Saturday, November 19, 2011

Don Peters, Jen Sey and Abuse

(Property of OC Register)
I'd like to preface this in a similar way that Spanny did a few weeks ago by saying: It's fun to talk about up and coming girls, days in the life and Olympic predictions, but I feel like this is something that needs to be addressed. I've been going back and forth for the past few weeks on whether or not to give my opinion on this whole Don Peters situation. I started this blog to talk about what's going on in the gymnastics world, and this is relevant in the gymnastics world, so I feel like it deserves a post.

As you almost certainly know, former US National Team Coach Don Peters was accused of sexually assaulting Doe Yamashiro along with at least a dozen other girls. While the statute of limitations is up, USAG has "permanently banned" Peters and removed him from the USAG Hall of Fame. Until this year, the term "permanently banned" only meant that he couldn't participate in USAG meets, but he could work in USAG gyms. Luckily, this term was changed this year as to prevent him, and other "banned" coaches from working in USAG establishments. 

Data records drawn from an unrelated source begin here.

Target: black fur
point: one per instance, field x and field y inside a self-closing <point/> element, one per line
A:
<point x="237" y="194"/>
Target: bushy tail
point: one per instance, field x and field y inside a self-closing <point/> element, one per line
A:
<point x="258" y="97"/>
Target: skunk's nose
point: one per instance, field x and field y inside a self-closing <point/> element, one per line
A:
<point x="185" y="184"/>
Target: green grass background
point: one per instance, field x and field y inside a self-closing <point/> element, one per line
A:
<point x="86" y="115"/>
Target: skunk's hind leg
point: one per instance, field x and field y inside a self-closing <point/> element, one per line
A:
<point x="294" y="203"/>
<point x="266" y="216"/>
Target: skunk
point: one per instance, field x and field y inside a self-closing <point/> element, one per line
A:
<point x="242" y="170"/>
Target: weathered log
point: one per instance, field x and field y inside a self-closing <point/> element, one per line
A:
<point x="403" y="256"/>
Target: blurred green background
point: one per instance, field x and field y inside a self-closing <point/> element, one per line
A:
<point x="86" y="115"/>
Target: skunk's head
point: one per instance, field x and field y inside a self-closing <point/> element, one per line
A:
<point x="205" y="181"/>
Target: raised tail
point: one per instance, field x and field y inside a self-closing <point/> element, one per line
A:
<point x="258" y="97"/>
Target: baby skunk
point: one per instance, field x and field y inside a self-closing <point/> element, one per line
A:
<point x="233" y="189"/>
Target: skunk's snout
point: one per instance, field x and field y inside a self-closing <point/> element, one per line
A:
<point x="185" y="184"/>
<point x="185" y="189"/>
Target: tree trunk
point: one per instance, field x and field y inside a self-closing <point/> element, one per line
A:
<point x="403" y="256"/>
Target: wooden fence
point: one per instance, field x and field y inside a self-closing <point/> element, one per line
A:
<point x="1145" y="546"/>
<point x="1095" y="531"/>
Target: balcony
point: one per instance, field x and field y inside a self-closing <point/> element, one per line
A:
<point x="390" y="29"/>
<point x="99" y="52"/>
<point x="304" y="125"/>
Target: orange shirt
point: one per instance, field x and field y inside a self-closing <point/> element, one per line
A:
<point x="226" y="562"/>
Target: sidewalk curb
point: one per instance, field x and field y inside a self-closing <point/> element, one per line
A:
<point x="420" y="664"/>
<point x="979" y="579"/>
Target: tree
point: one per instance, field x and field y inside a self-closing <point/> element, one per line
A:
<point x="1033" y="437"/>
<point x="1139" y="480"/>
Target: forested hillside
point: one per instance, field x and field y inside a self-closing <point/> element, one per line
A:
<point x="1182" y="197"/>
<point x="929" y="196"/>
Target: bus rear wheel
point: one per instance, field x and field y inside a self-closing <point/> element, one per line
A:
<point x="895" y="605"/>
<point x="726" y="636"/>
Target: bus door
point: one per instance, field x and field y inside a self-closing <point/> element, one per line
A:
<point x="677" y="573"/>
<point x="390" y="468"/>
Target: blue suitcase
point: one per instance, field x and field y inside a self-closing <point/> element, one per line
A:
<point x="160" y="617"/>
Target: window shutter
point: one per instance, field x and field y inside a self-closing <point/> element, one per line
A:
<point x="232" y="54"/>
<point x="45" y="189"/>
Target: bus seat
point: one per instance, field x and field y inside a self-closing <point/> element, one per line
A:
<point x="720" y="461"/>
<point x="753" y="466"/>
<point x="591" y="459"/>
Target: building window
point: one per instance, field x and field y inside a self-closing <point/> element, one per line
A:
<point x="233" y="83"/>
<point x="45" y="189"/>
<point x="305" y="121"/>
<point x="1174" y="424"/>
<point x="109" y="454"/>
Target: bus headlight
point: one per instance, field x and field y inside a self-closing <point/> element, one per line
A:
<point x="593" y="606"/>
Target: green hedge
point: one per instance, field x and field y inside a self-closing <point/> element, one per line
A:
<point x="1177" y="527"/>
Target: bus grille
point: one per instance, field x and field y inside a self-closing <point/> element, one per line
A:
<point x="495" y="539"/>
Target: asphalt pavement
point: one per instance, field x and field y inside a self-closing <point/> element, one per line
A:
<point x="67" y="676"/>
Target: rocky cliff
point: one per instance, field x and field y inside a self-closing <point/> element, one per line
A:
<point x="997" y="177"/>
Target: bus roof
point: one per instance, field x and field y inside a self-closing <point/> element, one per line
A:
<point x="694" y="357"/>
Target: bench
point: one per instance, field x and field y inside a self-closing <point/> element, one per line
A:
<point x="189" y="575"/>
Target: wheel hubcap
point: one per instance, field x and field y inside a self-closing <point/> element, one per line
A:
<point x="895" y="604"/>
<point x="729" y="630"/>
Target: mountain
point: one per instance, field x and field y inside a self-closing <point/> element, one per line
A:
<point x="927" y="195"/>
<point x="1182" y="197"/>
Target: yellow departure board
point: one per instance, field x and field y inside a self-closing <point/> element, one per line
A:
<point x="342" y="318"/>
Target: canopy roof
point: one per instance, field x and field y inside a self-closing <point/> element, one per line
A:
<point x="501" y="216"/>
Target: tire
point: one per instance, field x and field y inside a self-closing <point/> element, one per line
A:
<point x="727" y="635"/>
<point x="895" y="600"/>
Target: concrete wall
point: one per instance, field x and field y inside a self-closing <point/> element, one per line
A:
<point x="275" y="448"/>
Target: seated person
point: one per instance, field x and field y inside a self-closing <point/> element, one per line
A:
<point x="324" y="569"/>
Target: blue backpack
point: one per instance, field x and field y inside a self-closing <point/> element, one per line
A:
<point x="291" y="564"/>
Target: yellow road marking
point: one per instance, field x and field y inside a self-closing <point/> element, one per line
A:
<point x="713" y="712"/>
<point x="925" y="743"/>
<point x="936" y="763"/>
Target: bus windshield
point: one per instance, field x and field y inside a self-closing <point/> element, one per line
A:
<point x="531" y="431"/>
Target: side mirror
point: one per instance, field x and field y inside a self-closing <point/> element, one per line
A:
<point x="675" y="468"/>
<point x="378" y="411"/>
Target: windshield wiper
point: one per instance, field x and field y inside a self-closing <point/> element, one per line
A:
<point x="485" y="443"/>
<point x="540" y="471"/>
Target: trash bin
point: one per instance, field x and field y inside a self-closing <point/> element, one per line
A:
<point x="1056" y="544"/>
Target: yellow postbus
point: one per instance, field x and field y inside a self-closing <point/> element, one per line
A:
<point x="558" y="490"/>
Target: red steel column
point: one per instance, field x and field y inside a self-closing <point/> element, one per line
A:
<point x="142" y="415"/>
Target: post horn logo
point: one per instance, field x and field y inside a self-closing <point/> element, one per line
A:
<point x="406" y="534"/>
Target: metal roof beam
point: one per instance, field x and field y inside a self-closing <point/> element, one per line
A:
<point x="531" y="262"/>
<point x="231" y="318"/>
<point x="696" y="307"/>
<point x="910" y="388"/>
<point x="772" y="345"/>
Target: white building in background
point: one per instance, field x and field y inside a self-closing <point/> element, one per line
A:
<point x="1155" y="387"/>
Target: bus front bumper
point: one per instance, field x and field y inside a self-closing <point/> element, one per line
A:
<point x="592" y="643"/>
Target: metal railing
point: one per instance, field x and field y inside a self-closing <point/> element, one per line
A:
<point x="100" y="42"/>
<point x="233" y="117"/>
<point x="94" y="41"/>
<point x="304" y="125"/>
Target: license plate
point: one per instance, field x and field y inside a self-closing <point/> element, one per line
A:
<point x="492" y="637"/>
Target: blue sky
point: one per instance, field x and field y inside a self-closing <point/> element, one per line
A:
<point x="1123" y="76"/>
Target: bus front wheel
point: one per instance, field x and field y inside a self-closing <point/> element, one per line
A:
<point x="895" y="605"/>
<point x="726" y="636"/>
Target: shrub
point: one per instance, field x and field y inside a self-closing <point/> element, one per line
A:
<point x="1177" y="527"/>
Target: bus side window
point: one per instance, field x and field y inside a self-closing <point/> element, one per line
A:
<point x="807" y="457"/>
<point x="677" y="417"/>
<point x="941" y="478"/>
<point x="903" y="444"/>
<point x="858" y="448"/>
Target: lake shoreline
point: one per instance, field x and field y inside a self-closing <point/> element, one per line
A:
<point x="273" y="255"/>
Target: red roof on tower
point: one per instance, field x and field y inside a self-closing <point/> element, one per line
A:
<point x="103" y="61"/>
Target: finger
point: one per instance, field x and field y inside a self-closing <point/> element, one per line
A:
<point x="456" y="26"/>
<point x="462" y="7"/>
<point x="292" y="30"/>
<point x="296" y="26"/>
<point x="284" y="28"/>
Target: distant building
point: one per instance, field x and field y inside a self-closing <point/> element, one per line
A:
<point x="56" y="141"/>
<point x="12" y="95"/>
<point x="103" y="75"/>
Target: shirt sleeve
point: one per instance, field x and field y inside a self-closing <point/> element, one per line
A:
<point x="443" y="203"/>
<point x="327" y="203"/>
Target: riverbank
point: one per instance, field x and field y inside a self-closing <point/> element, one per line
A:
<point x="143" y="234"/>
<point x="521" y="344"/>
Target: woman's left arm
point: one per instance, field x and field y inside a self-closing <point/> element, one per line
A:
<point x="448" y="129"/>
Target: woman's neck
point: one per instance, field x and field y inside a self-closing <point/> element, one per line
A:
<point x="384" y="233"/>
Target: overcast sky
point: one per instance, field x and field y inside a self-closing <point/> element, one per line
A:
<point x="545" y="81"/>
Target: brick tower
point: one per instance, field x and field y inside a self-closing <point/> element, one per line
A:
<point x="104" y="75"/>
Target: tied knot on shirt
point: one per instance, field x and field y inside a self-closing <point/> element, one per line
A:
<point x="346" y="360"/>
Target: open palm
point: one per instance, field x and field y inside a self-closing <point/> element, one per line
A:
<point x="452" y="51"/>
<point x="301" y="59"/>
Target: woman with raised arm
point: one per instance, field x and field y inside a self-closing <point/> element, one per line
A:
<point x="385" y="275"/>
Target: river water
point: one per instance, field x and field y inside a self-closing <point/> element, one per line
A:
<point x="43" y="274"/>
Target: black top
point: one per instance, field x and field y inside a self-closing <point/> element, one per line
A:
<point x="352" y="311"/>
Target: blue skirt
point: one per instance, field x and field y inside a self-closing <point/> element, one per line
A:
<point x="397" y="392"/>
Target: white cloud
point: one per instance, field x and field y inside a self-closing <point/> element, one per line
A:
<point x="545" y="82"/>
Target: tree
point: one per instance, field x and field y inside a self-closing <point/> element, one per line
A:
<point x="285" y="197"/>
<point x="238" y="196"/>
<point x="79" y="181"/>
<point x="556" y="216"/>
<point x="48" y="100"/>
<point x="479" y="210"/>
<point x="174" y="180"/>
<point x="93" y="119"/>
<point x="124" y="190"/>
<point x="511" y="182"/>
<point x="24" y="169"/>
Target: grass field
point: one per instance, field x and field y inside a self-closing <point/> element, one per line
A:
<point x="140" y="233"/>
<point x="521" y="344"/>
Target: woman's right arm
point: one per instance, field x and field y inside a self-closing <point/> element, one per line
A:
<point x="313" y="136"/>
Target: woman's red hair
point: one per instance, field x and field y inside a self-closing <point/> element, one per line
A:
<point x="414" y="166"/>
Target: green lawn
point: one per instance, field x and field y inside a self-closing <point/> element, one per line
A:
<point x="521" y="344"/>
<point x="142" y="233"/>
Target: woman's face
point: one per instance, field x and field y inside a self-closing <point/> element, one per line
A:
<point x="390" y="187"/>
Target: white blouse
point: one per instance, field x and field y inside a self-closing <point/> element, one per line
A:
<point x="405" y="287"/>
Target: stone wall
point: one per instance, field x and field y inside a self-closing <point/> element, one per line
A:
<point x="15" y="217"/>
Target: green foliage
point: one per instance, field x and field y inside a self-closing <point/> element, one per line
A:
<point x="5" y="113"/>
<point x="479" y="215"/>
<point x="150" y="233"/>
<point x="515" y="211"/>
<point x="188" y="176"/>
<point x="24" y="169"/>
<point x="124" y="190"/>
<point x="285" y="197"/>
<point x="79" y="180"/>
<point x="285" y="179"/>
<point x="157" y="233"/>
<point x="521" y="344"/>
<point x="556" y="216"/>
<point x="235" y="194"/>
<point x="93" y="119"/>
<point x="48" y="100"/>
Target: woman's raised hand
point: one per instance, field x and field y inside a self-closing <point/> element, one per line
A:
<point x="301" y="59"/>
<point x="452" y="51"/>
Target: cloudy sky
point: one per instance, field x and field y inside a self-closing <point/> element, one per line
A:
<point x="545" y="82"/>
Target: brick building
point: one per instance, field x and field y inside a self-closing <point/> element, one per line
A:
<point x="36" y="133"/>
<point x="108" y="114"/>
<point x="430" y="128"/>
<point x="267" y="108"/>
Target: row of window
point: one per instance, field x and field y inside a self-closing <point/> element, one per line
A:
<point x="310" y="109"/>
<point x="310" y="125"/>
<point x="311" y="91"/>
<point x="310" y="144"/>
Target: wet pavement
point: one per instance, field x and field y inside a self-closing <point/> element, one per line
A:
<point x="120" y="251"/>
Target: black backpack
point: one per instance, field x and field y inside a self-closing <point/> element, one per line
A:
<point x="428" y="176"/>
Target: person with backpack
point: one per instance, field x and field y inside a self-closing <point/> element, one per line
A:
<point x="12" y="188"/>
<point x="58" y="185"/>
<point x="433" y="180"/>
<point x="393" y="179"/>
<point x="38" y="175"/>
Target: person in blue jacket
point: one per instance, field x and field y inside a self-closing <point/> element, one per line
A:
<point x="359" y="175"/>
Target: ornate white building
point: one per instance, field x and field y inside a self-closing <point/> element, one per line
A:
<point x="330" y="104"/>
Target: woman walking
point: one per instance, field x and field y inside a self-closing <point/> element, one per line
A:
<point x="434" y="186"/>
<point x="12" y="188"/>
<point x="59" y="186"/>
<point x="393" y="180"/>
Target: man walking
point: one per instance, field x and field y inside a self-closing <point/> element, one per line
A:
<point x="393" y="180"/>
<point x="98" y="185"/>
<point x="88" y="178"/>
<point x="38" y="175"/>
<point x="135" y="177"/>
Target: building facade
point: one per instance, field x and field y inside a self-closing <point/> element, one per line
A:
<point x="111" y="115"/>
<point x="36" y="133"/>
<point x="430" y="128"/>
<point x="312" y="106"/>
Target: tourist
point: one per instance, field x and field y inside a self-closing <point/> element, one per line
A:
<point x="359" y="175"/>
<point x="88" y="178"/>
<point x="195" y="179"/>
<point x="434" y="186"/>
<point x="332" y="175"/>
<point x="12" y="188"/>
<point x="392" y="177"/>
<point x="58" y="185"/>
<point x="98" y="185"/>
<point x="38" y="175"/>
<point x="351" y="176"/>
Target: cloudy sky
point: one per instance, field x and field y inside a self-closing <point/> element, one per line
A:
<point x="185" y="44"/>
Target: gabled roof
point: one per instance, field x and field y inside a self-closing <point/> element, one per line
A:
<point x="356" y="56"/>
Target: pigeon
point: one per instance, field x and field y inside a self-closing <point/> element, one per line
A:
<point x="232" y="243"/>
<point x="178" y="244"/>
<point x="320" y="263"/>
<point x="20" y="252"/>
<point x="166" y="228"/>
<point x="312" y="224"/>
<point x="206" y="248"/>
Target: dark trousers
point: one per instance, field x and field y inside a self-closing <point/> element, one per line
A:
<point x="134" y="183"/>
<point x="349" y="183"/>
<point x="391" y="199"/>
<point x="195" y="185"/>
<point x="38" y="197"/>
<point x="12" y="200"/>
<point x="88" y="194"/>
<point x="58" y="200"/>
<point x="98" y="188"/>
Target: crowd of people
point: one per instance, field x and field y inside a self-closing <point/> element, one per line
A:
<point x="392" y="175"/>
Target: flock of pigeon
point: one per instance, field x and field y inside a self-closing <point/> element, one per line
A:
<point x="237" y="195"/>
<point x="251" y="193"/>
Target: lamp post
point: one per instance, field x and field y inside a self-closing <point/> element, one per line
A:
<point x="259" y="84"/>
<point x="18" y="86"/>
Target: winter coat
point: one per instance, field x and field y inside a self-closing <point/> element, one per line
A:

1986 National Champion Jen Sey said this to the Orange County Register
"In the microcosmic world of hyper-competitive athletics, a high-performance culture where winning trumps all, obvious moral choices become blurred. The sport, the team, a berth on the squad, a medal on the stand – that becomes the priority. The parents, coaches and teams put everything else aside in honor of the win. "

While Jen did know Don Peters first hand, I have to disagree with her here. 


In my opinion, it isn't fair for Jennifer Sey to blame this horrific tragedy on elite gymnastics. Elite gymnastics is not the problem. There are sick adults everywhere who prey on children.  Sexual abuse happens everywhere. To the rich, the poor, in gymnastics, in football, in choirs, in churches, in schools, it happens everywhere. Statistically, one in four girls and one in six boys are sexually assaulted by age 18. Some estimates are even higher.

The only thing I can really say is: be alert. 90% of perpetrators are someone who the child knows. If your child is a gymnast, a football player, a mathlete or a dancer, pay attention to the people who surround them. And most importantly, if your child comes to you and says that something is wrong: listen to him/her. Children very rarely say that they are abused when they aren't.

"Looking back, I was hoping someone, anyone, an adult with some common sense would have done something. But no one did. " - Jennifer Sey


Don't let that be your child, or a child who you interact with. Be the one who cares and be the one who can break the silence. It shouldn't have to take 25 years for survivors to feel safe enough to speak up. 



1 comment:

  1. I agree. Elite gymnastics/ USA isn't to blame so long as the system does not create situations where children are put in harms way. In all environments involving the care of children it is vital that there are checks in place to support their safety. Things like USA gymnastics 'a female coach must always be on the competition floor' rule is a good example of a measure to protect young female gymnasts. Whilst it is horrible that this abuse occurred, it serves to remind the gymnastics community that the 'athletes' are also, for the most part, children and that we have to be vigilant in scrutinizing the behaviour of people whom children build trust with.